Opensuse 13.2/ Windows 7 Dual boot

Hello everyone.

This is my first post in the forum (first from many i hope). I installed opensuse 2 days ago as a dual boot with an existing windows 7 system. I had a spare partition free on another disk so i installed it there. I haven’t booted to the windows 7 system for the past 2 days for two main reasons.

  1. I really like and enjoy working on opensuse with the gnome desktop. really pretty and practical.
  2. I tried booting to Windows 7 but after the black loading screen (with the windows logo) my pc just reboots.

I’ve been trying to find a solution to it for the past two days but to no avail. Is there a problem with the grub or something else?

P.S. I have worked with other linux systems before(Mint, Arch) so i have some experience but i still consider myself a newbie.
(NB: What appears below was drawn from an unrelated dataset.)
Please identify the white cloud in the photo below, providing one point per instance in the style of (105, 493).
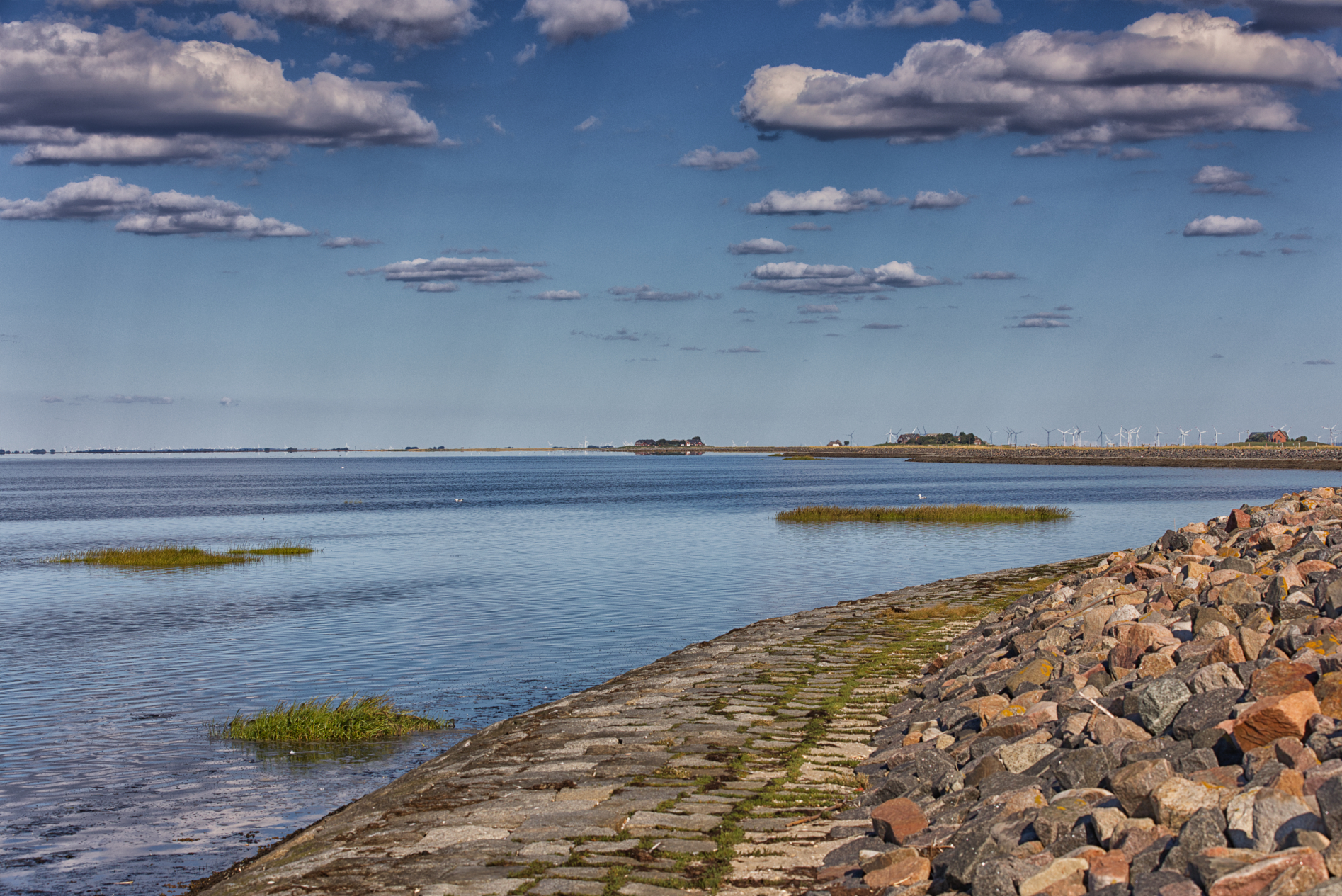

Thank you for your time and i hope that i posted the Thread on the right place and that my research skills did not abandon me and the question has not been answered somewhere.

Regards,
Jester

Hello again,

With a little help from another thread i managed to workaround my problem. I went to the bios and changed the hard drive priority for the boot. So the hard drive with the Win 7 booted first and i managed to log in to my system.

Problem now is I don’t even have the choice to log in to my opensuse!

I believe if i change the booting sequence again i will manage to log in to opensuse and not in my windows 7 system. Is there a way to change this so that i can choose which operating system i would like to boot in?

Thanks in advance,
Jester

Hi, Jester:

Did you ever get this problem solved, through some other thread or Forum?

Are you still around, or did you disappear?

Are you still looking for an answer?

Sorry, but this is the first chance I have had to read this thread, and the lack of responses suggests to me that the others have somehow missed it, as well.

If you are still around, reply to this post and we will see what we can do.

Good luck.

I have this problem with Windows 8. I have windows 8 on my 256 gb ssd and openSUSE installed on my 480 gb ssd so they are on separate drives. I can access each by changing the boot order through the motherboard but I would very much like the grub menu for choosing between the two.

Should I make a new thread for this or would that be considered double posting?

EDIT: What I have looked at so far is https://en.opensuse.org/SDB:Dual_boot_on_2_drives . The article seems outdated because it does not mention grub2 and I also do not have a grub.lst file.

I have a 2 disk setup, with suse on my 2nd partition of my 2nd drive, I used bootpart http://www.winimage.com/bootpart.htm to add grub to my winxp boot menu, but as vista+ don’t use the boot.ini file I switched to EasyBCD as a way to add grub to the win7 menu.
if the SUSE install properly detected windows you should be able to boot via grub if not you can try EasyBCD http://www.softpedia.com/get/System/OS-Enhancements/EasyBCD.shtml you just select the partition where grub is and it will add it as an option to window’s boot menu.

ps. I’ve found 8’s fast boot can be problematic if you access your partitions from a different OS (Linux can read and write to ntfs) any 8/8.1/10 user should disable fastboot as it may damage your filesystem.

Your best bet would be to start your own thread. There are other threads here that address that issue, but some of the best help will come your way with a new thread. It can be done properly with the Grub menu. Simply ask your question with a descriptive thread title, and in your question explain the problem again. Make certain you mention what system you are using, what version of openSUSE you are using, which desktop you are using (KDE, for example?), and it would be a good idea – since you are asking about setting Grub to get to your disks – to include the output from:

parted -l

That is a lower case L, not the numeral “1”

So that it can be properly read, make certain that you past the output between CODE tags.

To do that, in the forum message editor, icons at the top of the window, middle row near the right, click on the “#” icon. Your cursor will then be blinking between CODE tags. Paste your output there.

Also, include the output of:

fdisk -l

Minor differences in the output can sometimes add clues for the best solution.